Hamburgers & Happiness: A Lesson in Motivation



Sometime last year, before the days of social distancing, I had the pleasure of taking my young son to McDonald’s. The purpose? To get a much-anticipated Happy Meal (for him) and an ice cream cone (for me). I knew we were heading into the busy lunch rush so I prepared my son with the, “let’s try and be patient” speech.

Upon opening the door, we confirmed it was busy. Lots of people, lots of commotion and lots of families and couples. An upsetting scenario we all know too well: we were last in line. As we progressed forward, I noticed a man several places in front of us seemed especially impatient and fidgety.

I watched as the man approached the front of the line and sternly ordered a hamburger. The associate informed him his meal would be three dollars and some change, to which the man immediately replied, “No! You’re going to give it to me!” The associate tried to remain calm as he politely explained they could not give anything away for free.

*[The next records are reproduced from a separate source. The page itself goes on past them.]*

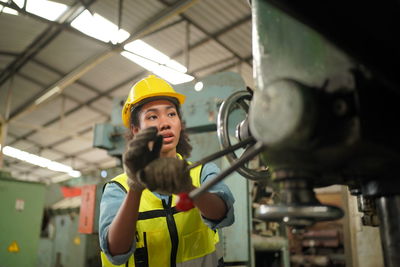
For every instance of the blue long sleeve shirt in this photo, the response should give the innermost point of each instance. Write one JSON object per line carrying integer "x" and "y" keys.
{"x": 113, "y": 196}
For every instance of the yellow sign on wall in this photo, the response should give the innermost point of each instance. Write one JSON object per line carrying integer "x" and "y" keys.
{"x": 13, "y": 247}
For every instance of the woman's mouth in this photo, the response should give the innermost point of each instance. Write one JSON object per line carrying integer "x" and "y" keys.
{"x": 168, "y": 138}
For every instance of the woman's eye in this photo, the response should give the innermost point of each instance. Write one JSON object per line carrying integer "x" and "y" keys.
{"x": 152, "y": 117}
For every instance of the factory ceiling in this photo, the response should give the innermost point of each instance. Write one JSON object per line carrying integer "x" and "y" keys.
{"x": 58, "y": 76}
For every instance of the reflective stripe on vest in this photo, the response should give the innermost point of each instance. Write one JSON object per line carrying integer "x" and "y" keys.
{"x": 165, "y": 236}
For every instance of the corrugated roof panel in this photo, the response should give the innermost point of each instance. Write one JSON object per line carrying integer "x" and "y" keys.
{"x": 111, "y": 72}
{"x": 82, "y": 93}
{"x": 135, "y": 13}
{"x": 81, "y": 119}
{"x": 44, "y": 77}
{"x": 50, "y": 154}
{"x": 20, "y": 32}
{"x": 217, "y": 14}
{"x": 41, "y": 114}
{"x": 206, "y": 54}
{"x": 239, "y": 39}
{"x": 73, "y": 146}
{"x": 69, "y": 50}
{"x": 96, "y": 155}
{"x": 50, "y": 136}
{"x": 104, "y": 104}
{"x": 21, "y": 91}
{"x": 5, "y": 60}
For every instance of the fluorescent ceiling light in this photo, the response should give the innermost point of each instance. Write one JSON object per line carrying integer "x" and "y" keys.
{"x": 40, "y": 161}
{"x": 46, "y": 9}
{"x": 99, "y": 28}
{"x": 171, "y": 75}
{"x": 141, "y": 48}
{"x": 7, "y": 10}
{"x": 157, "y": 62}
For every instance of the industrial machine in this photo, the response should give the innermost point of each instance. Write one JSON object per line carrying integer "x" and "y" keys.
{"x": 322, "y": 112}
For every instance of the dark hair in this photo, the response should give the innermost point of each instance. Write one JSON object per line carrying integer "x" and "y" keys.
{"x": 184, "y": 147}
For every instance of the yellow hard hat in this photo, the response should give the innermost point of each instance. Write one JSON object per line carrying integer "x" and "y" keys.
{"x": 151, "y": 86}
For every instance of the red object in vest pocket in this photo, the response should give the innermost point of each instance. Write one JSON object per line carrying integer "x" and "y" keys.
{"x": 184, "y": 202}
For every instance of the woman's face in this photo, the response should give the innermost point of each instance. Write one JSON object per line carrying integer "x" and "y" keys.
{"x": 163, "y": 115}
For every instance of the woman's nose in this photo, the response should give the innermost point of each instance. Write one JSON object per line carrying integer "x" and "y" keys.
{"x": 164, "y": 123}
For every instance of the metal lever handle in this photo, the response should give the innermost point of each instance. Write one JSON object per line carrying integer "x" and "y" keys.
{"x": 185, "y": 201}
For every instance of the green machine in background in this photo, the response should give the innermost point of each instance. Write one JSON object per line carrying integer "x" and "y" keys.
{"x": 21, "y": 206}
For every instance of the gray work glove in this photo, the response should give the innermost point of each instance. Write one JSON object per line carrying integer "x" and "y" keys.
{"x": 138, "y": 154}
{"x": 167, "y": 176}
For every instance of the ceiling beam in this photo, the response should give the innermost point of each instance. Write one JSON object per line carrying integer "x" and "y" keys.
{"x": 210, "y": 36}
{"x": 71, "y": 77}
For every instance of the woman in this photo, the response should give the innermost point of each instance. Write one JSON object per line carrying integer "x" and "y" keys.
{"x": 139, "y": 225}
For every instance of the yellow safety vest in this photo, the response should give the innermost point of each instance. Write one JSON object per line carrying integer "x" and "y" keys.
{"x": 165, "y": 236}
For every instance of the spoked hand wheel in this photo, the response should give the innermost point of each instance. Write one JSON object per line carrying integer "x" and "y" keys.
{"x": 235, "y": 104}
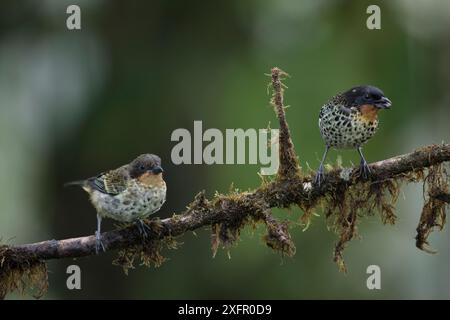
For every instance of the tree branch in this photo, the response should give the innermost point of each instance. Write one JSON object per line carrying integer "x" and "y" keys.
{"x": 342, "y": 194}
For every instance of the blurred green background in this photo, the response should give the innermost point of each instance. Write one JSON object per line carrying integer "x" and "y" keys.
{"x": 74, "y": 103}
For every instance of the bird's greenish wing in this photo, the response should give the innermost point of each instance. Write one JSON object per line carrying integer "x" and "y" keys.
{"x": 112, "y": 182}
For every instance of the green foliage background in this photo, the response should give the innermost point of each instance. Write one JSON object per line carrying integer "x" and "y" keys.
{"x": 74, "y": 103}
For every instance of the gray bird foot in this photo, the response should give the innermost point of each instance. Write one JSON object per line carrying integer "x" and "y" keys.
{"x": 319, "y": 176}
{"x": 98, "y": 243}
{"x": 143, "y": 228}
{"x": 364, "y": 170}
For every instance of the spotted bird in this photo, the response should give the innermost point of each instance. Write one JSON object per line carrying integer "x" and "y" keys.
{"x": 127, "y": 194}
{"x": 350, "y": 119}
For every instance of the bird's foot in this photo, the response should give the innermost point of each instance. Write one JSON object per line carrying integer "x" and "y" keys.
{"x": 143, "y": 228}
{"x": 98, "y": 243}
{"x": 319, "y": 176}
{"x": 364, "y": 170}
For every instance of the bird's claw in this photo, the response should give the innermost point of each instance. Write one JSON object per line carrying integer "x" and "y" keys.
{"x": 364, "y": 170}
{"x": 98, "y": 243}
{"x": 143, "y": 228}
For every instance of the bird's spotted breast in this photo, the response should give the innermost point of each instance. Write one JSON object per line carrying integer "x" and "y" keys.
{"x": 136, "y": 202}
{"x": 345, "y": 128}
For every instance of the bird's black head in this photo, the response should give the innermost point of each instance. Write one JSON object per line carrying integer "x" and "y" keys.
{"x": 145, "y": 163}
{"x": 367, "y": 95}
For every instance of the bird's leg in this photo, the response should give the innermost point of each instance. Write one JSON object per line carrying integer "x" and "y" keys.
{"x": 143, "y": 227}
{"x": 98, "y": 236}
{"x": 320, "y": 172}
{"x": 364, "y": 169}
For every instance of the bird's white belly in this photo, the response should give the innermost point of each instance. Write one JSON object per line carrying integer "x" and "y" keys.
{"x": 134, "y": 203}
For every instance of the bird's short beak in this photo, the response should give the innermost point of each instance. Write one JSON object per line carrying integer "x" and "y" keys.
{"x": 157, "y": 170}
{"x": 383, "y": 103}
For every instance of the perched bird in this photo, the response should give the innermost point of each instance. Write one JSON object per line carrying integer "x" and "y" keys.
{"x": 127, "y": 194}
{"x": 350, "y": 119}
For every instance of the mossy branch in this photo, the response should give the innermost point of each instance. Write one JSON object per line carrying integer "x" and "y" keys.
{"x": 344, "y": 196}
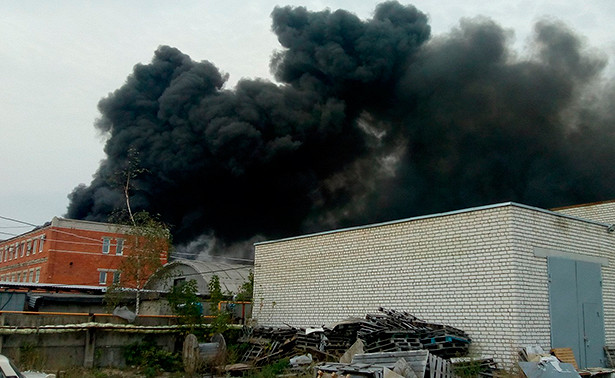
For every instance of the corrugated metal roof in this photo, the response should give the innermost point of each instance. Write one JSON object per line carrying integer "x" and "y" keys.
{"x": 436, "y": 215}
{"x": 231, "y": 275}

In response, the man raised his voice even louder and shouted, “You are going to give me a sandwich! Go get the manager to give me a sandwich!” The manager quickly came out to assess the situation and proceeded to give the irate man a free lunch.

What just happened? Why didn’t the manager say no?

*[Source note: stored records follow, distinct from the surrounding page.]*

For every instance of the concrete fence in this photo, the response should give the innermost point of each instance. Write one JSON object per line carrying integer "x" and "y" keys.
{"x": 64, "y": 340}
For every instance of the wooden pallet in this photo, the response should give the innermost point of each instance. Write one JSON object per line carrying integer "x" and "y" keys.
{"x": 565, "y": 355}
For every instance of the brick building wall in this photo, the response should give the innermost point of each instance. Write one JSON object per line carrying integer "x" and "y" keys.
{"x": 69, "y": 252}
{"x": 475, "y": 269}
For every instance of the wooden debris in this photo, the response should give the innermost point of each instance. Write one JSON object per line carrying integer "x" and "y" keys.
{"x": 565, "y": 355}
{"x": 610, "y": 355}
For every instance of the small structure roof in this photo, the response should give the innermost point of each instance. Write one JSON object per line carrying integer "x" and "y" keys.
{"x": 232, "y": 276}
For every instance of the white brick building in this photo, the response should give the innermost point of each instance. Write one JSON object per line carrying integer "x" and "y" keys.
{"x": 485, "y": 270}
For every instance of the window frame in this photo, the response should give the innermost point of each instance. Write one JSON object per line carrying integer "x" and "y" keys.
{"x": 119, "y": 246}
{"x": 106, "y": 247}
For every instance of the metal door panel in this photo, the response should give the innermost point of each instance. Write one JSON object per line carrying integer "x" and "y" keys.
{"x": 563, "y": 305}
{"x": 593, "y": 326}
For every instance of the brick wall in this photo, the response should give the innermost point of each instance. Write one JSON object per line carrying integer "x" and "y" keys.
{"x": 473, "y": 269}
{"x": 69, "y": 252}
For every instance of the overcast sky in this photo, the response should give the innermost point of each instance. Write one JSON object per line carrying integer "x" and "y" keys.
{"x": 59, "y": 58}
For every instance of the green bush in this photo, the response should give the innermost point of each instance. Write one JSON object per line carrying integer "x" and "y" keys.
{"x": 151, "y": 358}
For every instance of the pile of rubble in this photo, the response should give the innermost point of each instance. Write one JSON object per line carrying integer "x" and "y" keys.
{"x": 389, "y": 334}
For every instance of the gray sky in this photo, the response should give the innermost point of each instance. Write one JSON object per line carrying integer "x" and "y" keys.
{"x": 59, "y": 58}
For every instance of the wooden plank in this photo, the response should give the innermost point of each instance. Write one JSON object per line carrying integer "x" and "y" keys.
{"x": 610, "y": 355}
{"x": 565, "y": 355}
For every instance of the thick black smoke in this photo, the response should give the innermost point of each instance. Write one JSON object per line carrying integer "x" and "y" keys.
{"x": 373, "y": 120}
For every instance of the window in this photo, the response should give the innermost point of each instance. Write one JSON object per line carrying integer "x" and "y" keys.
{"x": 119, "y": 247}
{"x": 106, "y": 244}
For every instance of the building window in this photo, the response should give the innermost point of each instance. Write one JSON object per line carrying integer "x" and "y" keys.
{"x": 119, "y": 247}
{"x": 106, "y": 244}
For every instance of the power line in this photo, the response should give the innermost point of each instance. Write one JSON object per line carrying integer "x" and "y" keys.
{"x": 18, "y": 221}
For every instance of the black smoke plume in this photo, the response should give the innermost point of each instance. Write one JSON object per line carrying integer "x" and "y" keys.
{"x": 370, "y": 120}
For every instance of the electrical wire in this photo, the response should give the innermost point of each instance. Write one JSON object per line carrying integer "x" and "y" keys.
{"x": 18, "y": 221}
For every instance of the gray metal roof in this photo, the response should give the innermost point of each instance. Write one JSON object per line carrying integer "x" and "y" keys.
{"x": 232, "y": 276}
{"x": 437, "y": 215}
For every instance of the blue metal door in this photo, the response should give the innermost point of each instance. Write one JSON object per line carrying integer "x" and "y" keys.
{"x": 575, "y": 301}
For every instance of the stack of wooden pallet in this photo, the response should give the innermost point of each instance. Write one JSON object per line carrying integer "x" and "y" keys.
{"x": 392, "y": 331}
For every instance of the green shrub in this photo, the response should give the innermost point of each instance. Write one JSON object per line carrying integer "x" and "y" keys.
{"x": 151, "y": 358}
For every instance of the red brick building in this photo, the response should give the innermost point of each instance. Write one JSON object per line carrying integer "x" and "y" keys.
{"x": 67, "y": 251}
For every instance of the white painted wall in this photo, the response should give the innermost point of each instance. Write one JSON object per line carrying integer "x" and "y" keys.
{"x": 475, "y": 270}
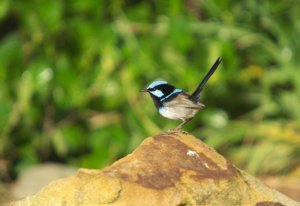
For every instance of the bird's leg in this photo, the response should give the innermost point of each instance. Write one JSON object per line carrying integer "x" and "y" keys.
{"x": 184, "y": 121}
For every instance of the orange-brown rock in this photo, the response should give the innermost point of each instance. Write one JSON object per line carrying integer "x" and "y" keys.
{"x": 167, "y": 169}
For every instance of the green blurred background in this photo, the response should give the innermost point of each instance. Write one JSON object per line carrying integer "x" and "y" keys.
{"x": 71, "y": 72}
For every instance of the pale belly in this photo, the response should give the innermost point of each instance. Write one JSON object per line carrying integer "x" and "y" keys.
{"x": 179, "y": 113}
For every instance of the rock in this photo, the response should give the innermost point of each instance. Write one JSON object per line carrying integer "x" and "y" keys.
{"x": 33, "y": 178}
{"x": 167, "y": 169}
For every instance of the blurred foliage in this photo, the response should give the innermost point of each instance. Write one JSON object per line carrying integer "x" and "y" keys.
{"x": 71, "y": 71}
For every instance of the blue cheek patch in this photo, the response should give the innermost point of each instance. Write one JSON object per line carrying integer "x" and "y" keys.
{"x": 156, "y": 83}
{"x": 157, "y": 93}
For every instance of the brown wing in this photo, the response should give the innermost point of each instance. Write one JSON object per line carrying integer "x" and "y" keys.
{"x": 182, "y": 100}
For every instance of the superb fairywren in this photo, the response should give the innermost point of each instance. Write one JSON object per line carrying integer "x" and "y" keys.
{"x": 176, "y": 104}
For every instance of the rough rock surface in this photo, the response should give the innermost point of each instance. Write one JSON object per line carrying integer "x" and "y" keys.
{"x": 167, "y": 169}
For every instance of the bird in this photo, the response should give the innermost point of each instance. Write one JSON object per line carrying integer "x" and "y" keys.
{"x": 176, "y": 104}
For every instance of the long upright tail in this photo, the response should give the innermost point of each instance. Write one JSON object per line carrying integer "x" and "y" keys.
{"x": 196, "y": 94}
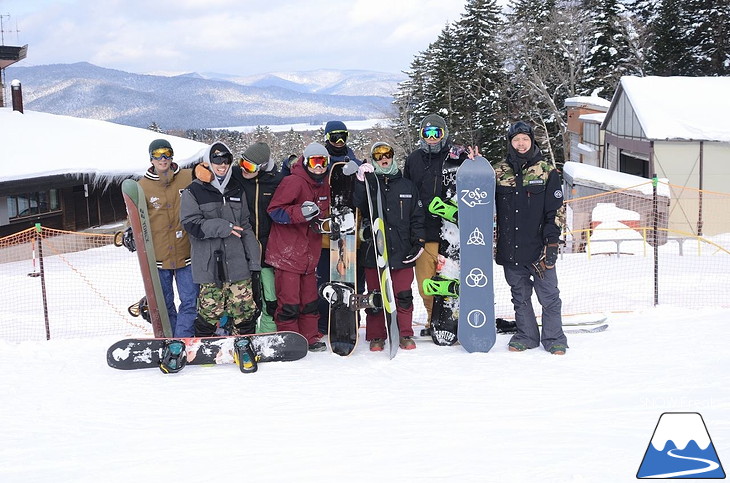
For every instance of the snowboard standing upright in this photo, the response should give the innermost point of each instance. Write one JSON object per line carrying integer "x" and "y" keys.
{"x": 343, "y": 319}
{"x": 445, "y": 311}
{"x": 475, "y": 192}
{"x": 136, "y": 204}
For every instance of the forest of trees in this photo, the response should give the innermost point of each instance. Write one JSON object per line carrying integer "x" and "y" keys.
{"x": 492, "y": 67}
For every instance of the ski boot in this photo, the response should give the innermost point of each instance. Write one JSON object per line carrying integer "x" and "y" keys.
{"x": 438, "y": 285}
{"x": 244, "y": 356}
{"x": 173, "y": 357}
{"x": 448, "y": 210}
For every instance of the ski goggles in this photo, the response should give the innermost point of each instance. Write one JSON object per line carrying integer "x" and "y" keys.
{"x": 337, "y": 137}
{"x": 161, "y": 153}
{"x": 222, "y": 158}
{"x": 432, "y": 132}
{"x": 383, "y": 152}
{"x": 317, "y": 161}
{"x": 248, "y": 166}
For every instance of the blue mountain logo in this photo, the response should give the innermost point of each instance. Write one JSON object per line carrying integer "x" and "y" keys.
{"x": 681, "y": 448}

I assume the manager wanted to defuse the situation and not cause further commotion. He weighed the risk and decided it was worth losing three dollars to “get rid of” the problem. But did this solve the problem? Or did it just let everyone else know this was an acceptable way to get a free meal?

In both work and daily life, we often run into people who use intimidation to get what they want. Why? Because it works. Sometimes leaders choose to give in to subordinates’ loud or threatening behavior, as giving into the squeaky wheel seems easier than handling the actual problem. Over time, this sends a message to workers that such behavior is not only acceptable, but rewarded.

How can leaders deal with this behavior in a way that is more controlled and fair? Having the courage to conduct timely, deliberate conversations with employees is key. Approaching it in this way gives you an opportunity to listen to their concerns and reinforce the behavior you expect while coaching and motivating workers toward success. So the next time you consider defusing a situation by giving in, instead try to have an impactful conversation that could lead to a stronger, healthier team.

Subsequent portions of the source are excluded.